Hydrocarbon gas trends in Hole C0022B are similar to those in Holes C0004D, C0008A, and C0008D. Methane and ethane increase from the seafloor to ~30 mbsf, then decrease to ~100 mbsf, and gradually increase again with depth (Fig. F28). In addition, methane exhibits a high peak at ~100 mbsf, which may be associated with the megasplay fault.

Physical properties

MAD measurements on discrete samples show that porosity decreases quickly from 70% at the seafloor to 45%–50% at ~100 mbsf and then increases to 60% at 150 mbsf (Fig. F25). The minimum porosity occurs at 93.4–94.7 mbsf, which is close to the proposed location of the megasplay fault tip. Thus, this trend suggests that sediment near the splay fault has experienced shear-enhanced compaction.

Paleomagnetism

Paleomagentic data from Hole C0022B are interpreted with caution because demagnetization was only conducted with two demagnetization steps on sections without discrete sample measurement because of time constraints on board the Chikyu and because magnetostratigraphic interpretation in structurally complex environments (i.e., splay fault tip) is not straightforward. The inclination profile shows indistinct inclination changes from normal to negative inclination values in the upper 100 m, for which interpretation of paleomagnetic stratigraphy correlation remains nonunique. In contrast, the interval dominated by a clear positive inclination between 330 and 380 mbsf can be assigned to the Olduvai Subchron, ranging from 1.77 to 1.95 Ma.

Biostratigraphy

Calcareous nannofossils and planktonic foraminifers consistently indicate an age of ~2.0 Ma for sediment at the bottom of Hole C0022B and a stratigraphic reversal or reworking of older sediment at ~130 mbsf. Calcareous nannofossils indicate additional stratigraphic reversals or reworking of older sediment at ~80 and ~140 mbsf. Stratigraphic reversals are likely associated with megasplay faulting, whereas reworking of older sediment could also be explained by mass-movement processes.

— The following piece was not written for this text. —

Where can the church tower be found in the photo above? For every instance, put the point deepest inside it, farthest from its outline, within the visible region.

Core-log-seismic integration

At Site C0022, a single unit was defined from analysis of both core samples and LWD data. Two subunits were identified based on core lithology, whereas three subunits identified from the LWD data (Fig. F24) correlate to seismic units defined by Kimura et al. (2011). According to this unit definition, lithologic Subunit IA correlates to logging/seismic Subunits IA and IB and the upper part of Subunit IC, whereas lithologic Subunit IB correlates to the lower part of seismic/logging Subunit IC. This is in agreement with the compiled stratigraphy by Kimura et al. (2011) and Strasser et al. (2011) in the slope basin.

An interval of disturbed bedding, where bedding dips >20°, was observed from 80 to 140 mbsf. Within this deformation interval, biostratigraphic age constraints reveal several age reversals. The depth of this deformation zone correlates with offsets in the seismic reflections at this depth (Fig. F24), suggesting that it may represent the updip extension of the megasplay fault. A zone of high deformation and fracturing was also identified in the LWD resistivity images at 85–106 mbsf with a low-resistivity interval at ~100 mbsf, which is likely the location of the splay fault at Site C0022.